- Another Latin America is Possible: Notes from an early spring
in Buenos Aires
- September 1, 2002
- Dear Friends,
- It's an unusually warm day for winter in Buenos Aires so
maybe spring is not so far away after all. I've been trying to
disengage from the news, which comes blasting at us everyday
in lurid and sensational colors from the tv and newspapers :
7 out of 10 children here are now poor, 1 out of 4 Argentines
are indigent and can't afford to eat, people are kidnapping their
neighbors for ransom, the police are as corrupt as ever and activists
are still being threatened and tortured.
- Meanwhile, the politicians fight over who is going to have
the honor of presiding over this mess in March. "Only someone
like Carlos Menem with a huge desire for power would even want
to be president of Argentina," said one commentator. Or
Rodrigues Saa. Or any of the other names that are currently being
tossed about. Most of the general public doesn't seem to give
a damn about the elections. "More of the same," they
yawn. "Get rid of them all, que se vayan todos." While
the old system collapses, the politicians fight over its remains
like a bunch of vultures over a corpse.
- My Argentine roommate Monica said she danced and sang with
some judges from the Domican Republic the other day, who have
come to her to learn mediation techniques. She moved around the
kitchen, wiggling her hips, showing me how the ease and happiness
with which the Dominican Republican judges dance and sing. "And
then I belted out a tango..."Oh my tragic Buenos Aires...."

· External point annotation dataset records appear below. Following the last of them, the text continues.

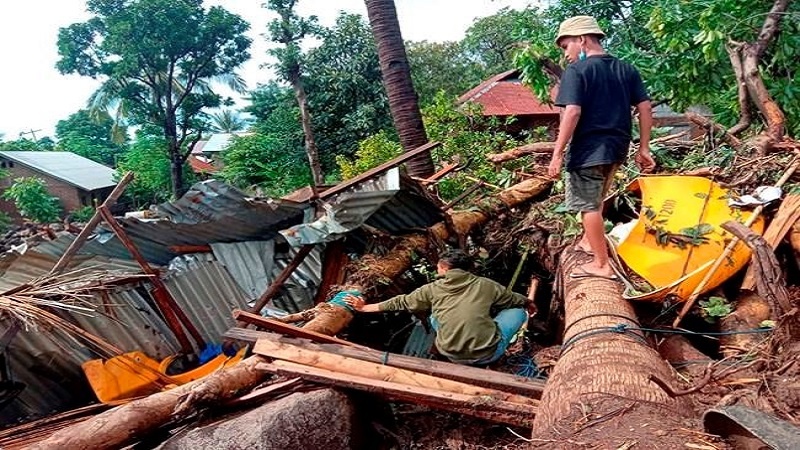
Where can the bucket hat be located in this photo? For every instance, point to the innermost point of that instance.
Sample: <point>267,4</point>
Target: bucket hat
<point>578,26</point>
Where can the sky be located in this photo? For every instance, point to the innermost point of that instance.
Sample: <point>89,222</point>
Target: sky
<point>34,96</point>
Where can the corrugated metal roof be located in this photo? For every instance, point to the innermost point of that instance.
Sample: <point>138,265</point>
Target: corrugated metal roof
<point>48,363</point>
<point>208,213</point>
<point>207,294</point>
<point>66,166</point>
<point>389,202</point>
<point>254,266</point>
<point>219,142</point>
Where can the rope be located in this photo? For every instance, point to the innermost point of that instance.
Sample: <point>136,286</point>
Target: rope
<point>618,329</point>
<point>622,328</point>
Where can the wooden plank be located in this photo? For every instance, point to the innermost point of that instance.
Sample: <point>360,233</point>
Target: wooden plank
<point>173,314</point>
<point>352,366</point>
<point>788,214</point>
<point>87,230</point>
<point>282,328</point>
<point>341,187</point>
<point>282,277</point>
<point>486,408</point>
<point>480,377</point>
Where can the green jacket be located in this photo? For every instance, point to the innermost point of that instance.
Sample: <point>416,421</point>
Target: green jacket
<point>464,305</point>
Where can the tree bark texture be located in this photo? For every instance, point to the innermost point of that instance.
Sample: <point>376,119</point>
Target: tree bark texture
<point>125,424</point>
<point>396,72</point>
<point>371,273</point>
<point>598,365</point>
<point>308,132</point>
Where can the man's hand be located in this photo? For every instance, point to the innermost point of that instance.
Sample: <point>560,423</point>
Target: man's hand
<point>531,308</point>
<point>356,303</point>
<point>554,169</point>
<point>644,159</point>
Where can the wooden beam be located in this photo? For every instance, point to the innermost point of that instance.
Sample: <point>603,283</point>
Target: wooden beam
<point>76,244</point>
<point>166,304</point>
<point>282,277</point>
<point>479,377</point>
<point>489,409</point>
<point>282,328</point>
<point>341,187</point>
<point>788,214</point>
<point>351,366</point>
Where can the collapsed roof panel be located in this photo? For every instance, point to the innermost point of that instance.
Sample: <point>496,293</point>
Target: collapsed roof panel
<point>388,201</point>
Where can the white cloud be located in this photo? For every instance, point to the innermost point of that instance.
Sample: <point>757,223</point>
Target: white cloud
<point>35,96</point>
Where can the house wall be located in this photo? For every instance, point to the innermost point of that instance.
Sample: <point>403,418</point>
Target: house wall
<point>70,197</point>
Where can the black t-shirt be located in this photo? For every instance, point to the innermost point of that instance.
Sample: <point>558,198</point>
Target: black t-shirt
<point>605,88</point>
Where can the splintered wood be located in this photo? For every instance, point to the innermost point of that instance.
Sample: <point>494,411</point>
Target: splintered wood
<point>355,368</point>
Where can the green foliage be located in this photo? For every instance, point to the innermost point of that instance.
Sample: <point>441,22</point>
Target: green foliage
<point>156,59</point>
<point>345,89</point>
<point>288,30</point>
<point>443,66</point>
<point>148,160</point>
<point>91,135</point>
<point>32,200</point>
<point>83,214</point>
<point>680,48</point>
<point>715,308</point>
<point>28,145</point>
<point>492,40</point>
<point>371,152</point>
<point>228,121</point>
<point>467,136</point>
<point>273,163</point>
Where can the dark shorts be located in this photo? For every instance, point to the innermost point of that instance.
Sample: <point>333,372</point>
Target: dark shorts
<point>587,187</point>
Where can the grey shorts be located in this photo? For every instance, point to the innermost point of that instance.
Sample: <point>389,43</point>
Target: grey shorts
<point>587,187</point>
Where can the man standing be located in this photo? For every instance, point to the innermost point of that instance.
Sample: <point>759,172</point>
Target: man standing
<point>475,318</point>
<point>596,93</point>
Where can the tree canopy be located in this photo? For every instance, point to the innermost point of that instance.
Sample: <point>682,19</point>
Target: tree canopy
<point>91,135</point>
<point>156,59</point>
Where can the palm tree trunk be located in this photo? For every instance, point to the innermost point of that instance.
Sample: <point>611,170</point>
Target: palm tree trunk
<point>403,101</point>
<point>308,132</point>
<point>600,367</point>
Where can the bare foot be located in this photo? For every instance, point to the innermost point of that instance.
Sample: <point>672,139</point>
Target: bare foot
<point>590,270</point>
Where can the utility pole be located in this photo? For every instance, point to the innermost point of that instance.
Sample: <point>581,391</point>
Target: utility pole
<point>32,132</point>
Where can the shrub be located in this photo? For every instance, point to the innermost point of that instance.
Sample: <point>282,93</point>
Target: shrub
<point>32,200</point>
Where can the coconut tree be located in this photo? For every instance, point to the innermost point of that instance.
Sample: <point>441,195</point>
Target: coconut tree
<point>403,101</point>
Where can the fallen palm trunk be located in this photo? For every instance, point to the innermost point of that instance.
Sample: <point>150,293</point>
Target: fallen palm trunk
<point>472,375</point>
<point>347,366</point>
<point>518,152</point>
<point>127,423</point>
<point>371,272</point>
<point>477,406</point>
<point>604,359</point>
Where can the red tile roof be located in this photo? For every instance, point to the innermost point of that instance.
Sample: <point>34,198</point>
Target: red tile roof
<point>200,166</point>
<point>505,95</point>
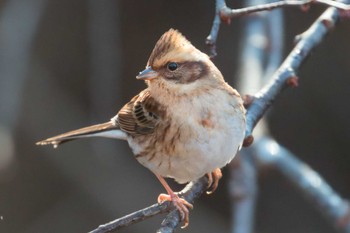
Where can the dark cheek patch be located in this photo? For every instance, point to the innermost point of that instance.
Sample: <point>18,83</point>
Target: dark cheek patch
<point>194,71</point>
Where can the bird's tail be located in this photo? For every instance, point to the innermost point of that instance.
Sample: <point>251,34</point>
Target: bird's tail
<point>108,129</point>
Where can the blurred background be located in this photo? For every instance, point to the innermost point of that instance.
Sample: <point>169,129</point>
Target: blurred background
<point>68,64</point>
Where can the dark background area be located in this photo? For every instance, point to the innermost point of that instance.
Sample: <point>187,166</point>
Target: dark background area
<point>69,64</point>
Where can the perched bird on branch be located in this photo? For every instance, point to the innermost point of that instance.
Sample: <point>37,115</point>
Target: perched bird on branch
<point>187,123</point>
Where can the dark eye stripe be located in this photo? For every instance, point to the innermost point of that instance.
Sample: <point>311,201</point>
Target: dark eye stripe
<point>172,66</point>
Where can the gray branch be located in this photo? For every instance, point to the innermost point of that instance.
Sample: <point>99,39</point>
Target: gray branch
<point>285,75</point>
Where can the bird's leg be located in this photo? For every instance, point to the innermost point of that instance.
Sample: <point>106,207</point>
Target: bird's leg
<point>213,180</point>
<point>181,204</point>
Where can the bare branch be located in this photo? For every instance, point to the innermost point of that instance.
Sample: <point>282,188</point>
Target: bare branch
<point>190,192</point>
<point>226,12</point>
<point>310,183</point>
<point>286,74</point>
<point>211,39</point>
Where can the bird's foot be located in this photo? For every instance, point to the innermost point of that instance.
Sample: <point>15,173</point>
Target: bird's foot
<point>213,180</point>
<point>181,205</point>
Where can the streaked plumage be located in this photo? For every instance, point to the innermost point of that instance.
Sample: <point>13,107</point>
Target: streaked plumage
<point>187,123</point>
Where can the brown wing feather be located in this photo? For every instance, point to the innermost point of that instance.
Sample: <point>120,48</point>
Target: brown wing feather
<point>138,117</point>
<point>79,133</point>
<point>141,115</point>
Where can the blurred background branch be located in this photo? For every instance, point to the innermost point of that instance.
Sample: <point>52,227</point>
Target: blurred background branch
<point>54,54</point>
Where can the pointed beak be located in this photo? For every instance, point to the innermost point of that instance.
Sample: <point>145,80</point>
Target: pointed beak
<point>147,74</point>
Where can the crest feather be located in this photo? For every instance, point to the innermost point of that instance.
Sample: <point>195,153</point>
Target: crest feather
<point>170,40</point>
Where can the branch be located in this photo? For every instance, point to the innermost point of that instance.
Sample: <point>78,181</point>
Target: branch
<point>311,184</point>
<point>226,12</point>
<point>211,39</point>
<point>286,74</point>
<point>190,192</point>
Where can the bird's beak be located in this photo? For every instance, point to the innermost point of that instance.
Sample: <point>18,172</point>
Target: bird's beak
<point>147,74</point>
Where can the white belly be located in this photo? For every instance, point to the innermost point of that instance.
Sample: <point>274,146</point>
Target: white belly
<point>208,140</point>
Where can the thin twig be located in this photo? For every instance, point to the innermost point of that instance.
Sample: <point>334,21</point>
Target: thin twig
<point>286,74</point>
<point>262,101</point>
<point>211,39</point>
<point>190,192</point>
<point>311,184</point>
<point>227,12</point>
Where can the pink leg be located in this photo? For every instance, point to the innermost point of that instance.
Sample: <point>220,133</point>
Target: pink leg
<point>181,204</point>
<point>213,180</point>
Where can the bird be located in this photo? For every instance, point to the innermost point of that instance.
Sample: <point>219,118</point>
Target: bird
<point>188,122</point>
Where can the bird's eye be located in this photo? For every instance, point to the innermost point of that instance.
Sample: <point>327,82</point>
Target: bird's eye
<point>172,66</point>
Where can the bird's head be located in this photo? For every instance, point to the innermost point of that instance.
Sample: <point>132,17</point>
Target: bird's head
<point>178,68</point>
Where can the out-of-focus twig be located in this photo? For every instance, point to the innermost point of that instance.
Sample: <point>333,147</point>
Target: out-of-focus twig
<point>286,74</point>
<point>226,12</point>
<point>261,43</point>
<point>211,39</point>
<point>310,183</point>
<point>190,192</point>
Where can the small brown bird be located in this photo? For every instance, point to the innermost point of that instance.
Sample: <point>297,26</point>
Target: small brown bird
<point>187,123</point>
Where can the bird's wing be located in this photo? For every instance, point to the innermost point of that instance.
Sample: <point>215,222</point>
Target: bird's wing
<point>138,117</point>
<point>108,129</point>
<point>141,115</point>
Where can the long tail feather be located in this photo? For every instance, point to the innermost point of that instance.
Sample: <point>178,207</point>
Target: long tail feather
<point>108,129</point>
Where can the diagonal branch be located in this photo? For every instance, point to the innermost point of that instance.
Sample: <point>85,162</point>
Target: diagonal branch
<point>227,12</point>
<point>224,14</point>
<point>335,208</point>
<point>192,191</point>
<point>286,74</point>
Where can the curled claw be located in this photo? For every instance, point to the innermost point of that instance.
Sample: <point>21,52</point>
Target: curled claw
<point>181,205</point>
<point>213,180</point>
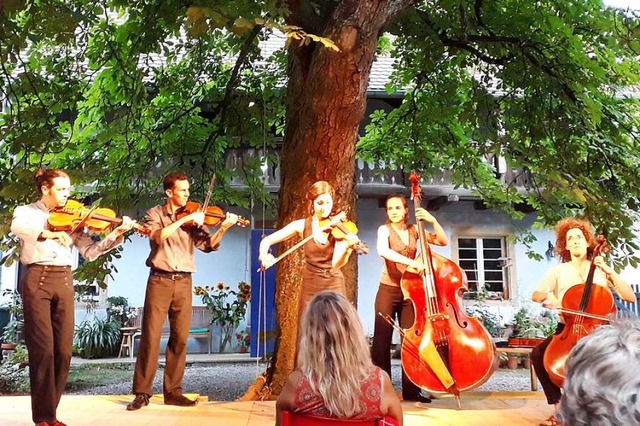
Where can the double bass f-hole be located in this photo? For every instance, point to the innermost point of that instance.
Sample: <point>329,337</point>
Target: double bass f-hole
<point>444,350</point>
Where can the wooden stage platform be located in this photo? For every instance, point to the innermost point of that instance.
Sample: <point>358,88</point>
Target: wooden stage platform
<point>478,408</point>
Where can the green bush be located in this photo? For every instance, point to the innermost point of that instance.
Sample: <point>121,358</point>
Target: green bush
<point>98,338</point>
<point>14,372</point>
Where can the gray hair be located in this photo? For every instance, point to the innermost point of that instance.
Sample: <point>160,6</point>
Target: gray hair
<point>603,377</point>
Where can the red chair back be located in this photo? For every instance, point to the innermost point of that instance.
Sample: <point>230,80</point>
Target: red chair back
<point>295,419</point>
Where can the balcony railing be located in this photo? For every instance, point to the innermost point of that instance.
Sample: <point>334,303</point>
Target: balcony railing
<point>371,178</point>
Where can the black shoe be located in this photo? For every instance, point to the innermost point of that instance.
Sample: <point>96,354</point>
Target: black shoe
<point>417,398</point>
<point>179,400</point>
<point>140,401</point>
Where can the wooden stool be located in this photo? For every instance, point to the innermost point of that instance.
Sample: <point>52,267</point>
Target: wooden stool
<point>532,371</point>
<point>126,347</point>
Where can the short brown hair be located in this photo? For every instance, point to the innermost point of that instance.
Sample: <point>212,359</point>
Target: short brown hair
<point>318,188</point>
<point>170,180</point>
<point>45,177</point>
<point>566,224</point>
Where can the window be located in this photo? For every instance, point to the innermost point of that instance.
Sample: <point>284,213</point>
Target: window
<point>483,260</point>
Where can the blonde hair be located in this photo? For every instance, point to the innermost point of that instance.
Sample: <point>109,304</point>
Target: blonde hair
<point>334,354</point>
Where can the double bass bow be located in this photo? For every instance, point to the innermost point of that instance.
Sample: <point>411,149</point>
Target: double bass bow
<point>444,350</point>
<point>585,306</point>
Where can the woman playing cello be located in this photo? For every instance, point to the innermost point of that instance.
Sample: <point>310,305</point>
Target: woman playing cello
<point>397,245</point>
<point>324,254</point>
<point>574,245</point>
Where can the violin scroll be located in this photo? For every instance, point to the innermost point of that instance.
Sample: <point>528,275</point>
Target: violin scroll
<point>342,229</point>
<point>213,215</point>
<point>75,214</point>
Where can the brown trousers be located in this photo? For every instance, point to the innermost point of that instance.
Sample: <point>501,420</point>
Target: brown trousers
<point>47,293</point>
<point>164,296</point>
<point>551,391</point>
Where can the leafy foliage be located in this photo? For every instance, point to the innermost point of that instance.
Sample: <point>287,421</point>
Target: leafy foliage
<point>97,338</point>
<point>227,314</point>
<point>14,372</point>
<point>543,85</point>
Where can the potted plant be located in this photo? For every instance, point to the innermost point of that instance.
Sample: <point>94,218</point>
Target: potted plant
<point>243,341</point>
<point>228,307</point>
<point>529,331</point>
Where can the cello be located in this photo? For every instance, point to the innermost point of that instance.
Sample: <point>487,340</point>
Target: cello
<point>584,307</point>
<point>444,350</point>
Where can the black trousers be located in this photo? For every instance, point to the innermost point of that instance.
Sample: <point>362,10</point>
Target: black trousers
<point>165,296</point>
<point>390,301</point>
<point>551,391</point>
<point>48,300</point>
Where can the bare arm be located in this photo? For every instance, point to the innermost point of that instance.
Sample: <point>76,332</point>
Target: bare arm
<point>438,237</point>
<point>294,228</point>
<point>229,221</point>
<point>619,285</point>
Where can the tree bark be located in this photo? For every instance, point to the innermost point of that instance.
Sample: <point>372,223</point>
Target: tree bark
<point>326,102</point>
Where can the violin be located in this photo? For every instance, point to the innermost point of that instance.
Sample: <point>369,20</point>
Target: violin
<point>341,230</point>
<point>213,215</point>
<point>75,214</point>
<point>584,308</point>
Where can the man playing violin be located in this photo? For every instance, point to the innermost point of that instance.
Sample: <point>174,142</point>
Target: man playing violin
<point>47,289</point>
<point>324,254</point>
<point>169,289</point>
<point>574,245</point>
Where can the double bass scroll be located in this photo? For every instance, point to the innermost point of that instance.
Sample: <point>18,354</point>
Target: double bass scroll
<point>444,351</point>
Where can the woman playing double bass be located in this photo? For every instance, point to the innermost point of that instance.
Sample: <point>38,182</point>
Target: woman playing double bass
<point>397,245</point>
<point>574,245</point>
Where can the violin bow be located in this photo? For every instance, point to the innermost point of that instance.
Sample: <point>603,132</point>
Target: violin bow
<point>297,245</point>
<point>207,198</point>
<point>86,217</point>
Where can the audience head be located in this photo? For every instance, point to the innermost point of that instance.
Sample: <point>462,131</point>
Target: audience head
<point>333,352</point>
<point>602,386</point>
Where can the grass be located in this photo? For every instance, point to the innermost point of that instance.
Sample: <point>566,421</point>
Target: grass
<point>86,376</point>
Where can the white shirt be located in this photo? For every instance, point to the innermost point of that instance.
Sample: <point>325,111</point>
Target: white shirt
<point>28,223</point>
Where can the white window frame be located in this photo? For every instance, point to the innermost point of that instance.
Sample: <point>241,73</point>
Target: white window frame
<point>505,263</point>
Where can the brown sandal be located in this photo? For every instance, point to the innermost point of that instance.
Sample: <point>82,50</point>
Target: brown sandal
<point>551,421</point>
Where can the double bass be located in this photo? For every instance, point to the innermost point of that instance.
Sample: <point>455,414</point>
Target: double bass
<point>444,350</point>
<point>584,307</point>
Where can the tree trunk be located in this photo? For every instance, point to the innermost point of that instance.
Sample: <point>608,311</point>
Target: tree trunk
<point>326,102</point>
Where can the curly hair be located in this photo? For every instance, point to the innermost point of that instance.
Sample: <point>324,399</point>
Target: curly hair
<point>603,377</point>
<point>334,354</point>
<point>563,226</point>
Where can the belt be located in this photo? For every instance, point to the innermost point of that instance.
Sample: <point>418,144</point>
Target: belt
<point>49,267</point>
<point>170,275</point>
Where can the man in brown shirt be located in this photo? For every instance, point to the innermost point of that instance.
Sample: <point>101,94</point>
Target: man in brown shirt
<point>169,290</point>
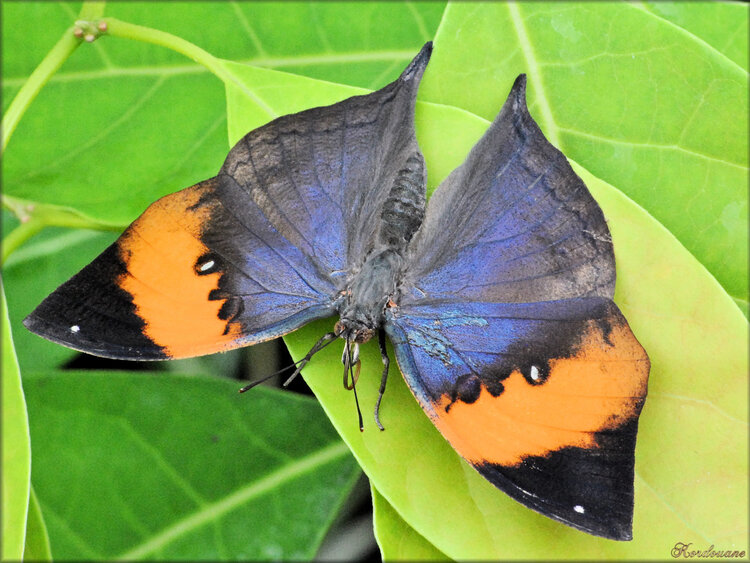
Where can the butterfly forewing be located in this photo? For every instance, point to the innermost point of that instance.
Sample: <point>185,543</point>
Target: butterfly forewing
<point>506,333</point>
<point>254,253</point>
<point>513,223</point>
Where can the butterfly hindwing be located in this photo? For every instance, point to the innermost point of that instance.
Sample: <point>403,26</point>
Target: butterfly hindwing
<point>505,330</point>
<point>188,277</point>
<point>257,251</point>
<point>542,399</point>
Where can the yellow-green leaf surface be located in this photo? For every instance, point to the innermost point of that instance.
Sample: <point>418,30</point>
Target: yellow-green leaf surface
<point>691,460</point>
<point>397,540</point>
<point>688,324</point>
<point>37,546</point>
<point>658,110</point>
<point>16,446</point>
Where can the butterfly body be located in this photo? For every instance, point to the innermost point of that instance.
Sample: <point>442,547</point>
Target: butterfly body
<point>376,283</point>
<point>496,295</point>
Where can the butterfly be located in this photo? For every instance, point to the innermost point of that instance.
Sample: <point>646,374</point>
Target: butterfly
<point>497,296</point>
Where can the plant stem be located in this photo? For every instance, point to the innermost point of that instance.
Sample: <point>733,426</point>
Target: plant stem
<point>117,28</point>
<point>125,30</point>
<point>20,235</point>
<point>49,65</point>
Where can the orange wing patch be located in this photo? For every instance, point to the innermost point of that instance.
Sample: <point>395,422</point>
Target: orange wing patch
<point>162,250</point>
<point>600,388</point>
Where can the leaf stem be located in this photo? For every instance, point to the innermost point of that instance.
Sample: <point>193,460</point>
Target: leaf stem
<point>125,30</point>
<point>49,65</point>
<point>23,232</point>
<point>36,216</point>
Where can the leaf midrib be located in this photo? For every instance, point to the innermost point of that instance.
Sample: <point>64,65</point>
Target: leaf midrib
<point>191,68</point>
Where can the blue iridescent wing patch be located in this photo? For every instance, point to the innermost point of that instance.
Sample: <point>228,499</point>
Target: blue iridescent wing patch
<point>253,253</point>
<point>506,333</point>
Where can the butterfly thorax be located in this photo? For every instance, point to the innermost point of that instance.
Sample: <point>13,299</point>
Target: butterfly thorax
<point>363,308</point>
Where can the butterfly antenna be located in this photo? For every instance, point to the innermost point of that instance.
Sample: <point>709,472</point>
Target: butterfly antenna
<point>319,345</point>
<point>349,370</point>
<point>324,341</point>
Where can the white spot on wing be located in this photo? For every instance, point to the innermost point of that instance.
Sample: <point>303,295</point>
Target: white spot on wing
<point>534,374</point>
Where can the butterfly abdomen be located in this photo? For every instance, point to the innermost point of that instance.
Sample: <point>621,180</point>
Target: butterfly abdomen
<point>403,209</point>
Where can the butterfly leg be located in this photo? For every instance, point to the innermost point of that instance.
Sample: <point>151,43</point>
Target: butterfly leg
<point>384,377</point>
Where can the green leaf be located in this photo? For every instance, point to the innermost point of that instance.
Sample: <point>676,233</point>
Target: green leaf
<point>651,265</point>
<point>723,26</point>
<point>142,467</point>
<point>37,541</point>
<point>643,104</point>
<point>49,260</point>
<point>16,446</point>
<point>162,114</point>
<point>693,438</point>
<point>397,540</point>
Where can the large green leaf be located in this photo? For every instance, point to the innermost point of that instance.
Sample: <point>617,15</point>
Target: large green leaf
<point>658,282</point>
<point>723,26</point>
<point>37,540</point>
<point>397,540</point>
<point>142,467</point>
<point>155,108</point>
<point>639,101</point>
<point>16,446</point>
<point>684,319</point>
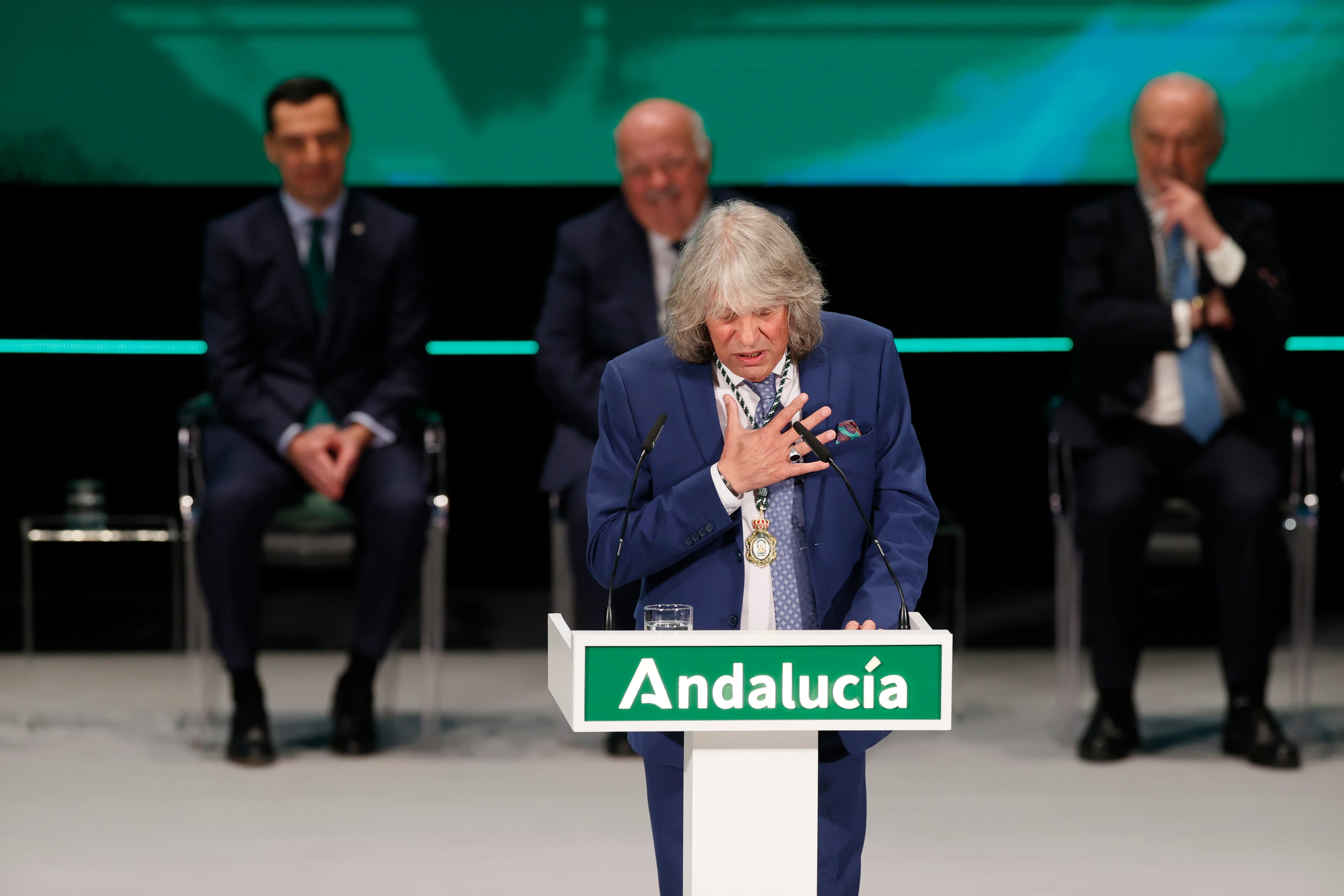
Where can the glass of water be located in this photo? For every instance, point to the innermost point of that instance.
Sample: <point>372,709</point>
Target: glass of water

Then we both laughed. Right there in the kitchen, we both laughed,
very loud, which was good for us both.
- Now that you've listened to the bad news and my roommate
singing tango and making fun of the Argentine penchant for high
drama, I have tell you that two people in the past week,native
Argentines, have told me with exactly the same tone of enthusiasm
that "wonderful things are happening here" and "I
wouldn't go anywhere else for the world."
- One of them, a musician, said he just got back from a European
tour where things were,uh, a bit "moribund" compared
to the renaissance of community cultural events which has exploded
here. And the other man, who works with the poor to create community
farms and housing projects, said almost exactly the same thing.
"It will take awhile," he said, "but in ten years
you are going to see a very different Argentina. After I talked
to him I talked to some of the people who are getting together
and building the community farms and housing projects, and though
none of them had lot of money, they all had a twinkle in their
eye. "We are the ones creating the new country, not the
politicians." said one woman.
- "Solidarity" is the key word here now. Since the
police killed two demonstrators last June, people have been reaching
out to each other even more, middle class assembly members learning
from the unemployed working class piquetero demonstrators, neighbors
forming alliances with the cartoneros whose job it is to pull
cardboard from the garbage. Some people think the media's focus
on crime is an effort to scare activists back into their houses,
and create a popular demand for an authoritarian leader but if
that is the case it doesn't seem to be working, at least not
with the people who are politically active.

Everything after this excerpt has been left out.